Python Forum
parse json field from csv file - Printable Version

+- Python Forum (https://python-forum.io)
+-- Forum: Python Coding (https://python-forum.io/forum-7.html)
+--- Forum: General Coding Help (https://python-forum.io/forum-8.html)
+--- Thread: parse json field from csv file (/thread-41120.html)



parse json field from csv file - lebossejames - Nov-14-2023

Hello,

I want to get from csv file a column contain string json, so i use theses command:
fichier_complet=pd.read_csv("outputfile.csv", sep = ',',dtype='unicode',usecols = ['body'],keep_default_na=False)

print(fichier_complet.values[0])
json_string = json.dumps(fichier_complet.values[0])

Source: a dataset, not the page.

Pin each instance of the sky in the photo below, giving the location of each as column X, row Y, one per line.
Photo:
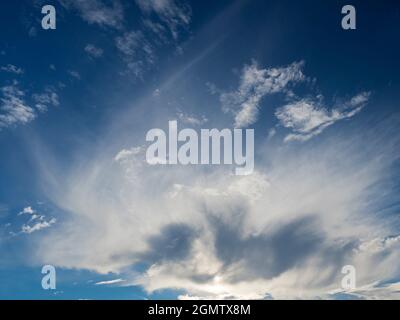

The print display string with [' and '] at the beginning and end of value of cell csv file.

I want to get a json object which i can get a value from a different key.

How can i do that please ?
Thank you.


RE: parse json field from csv file - buran - Nov-14-2023

Please, provide sample of the input file
Also, don't post images of code/data/errors, etc. Post as text with proper BBCode tags


RE: parse json field from csv file - lebossejames - Nov-14-2023

(Nov-14-2023, 11:16 AM)buran Wrote: Please, provide sample of the input file
Also, don't post images of code/data/errors, etc. Post as text with proper BBCode tags

Yes this input file

I want get "idAffaire" value then "code" value from prestation object


RE: parse json field from csv file - Pedroski55 - Nov-14-2023

I don't know how to use pandas very well.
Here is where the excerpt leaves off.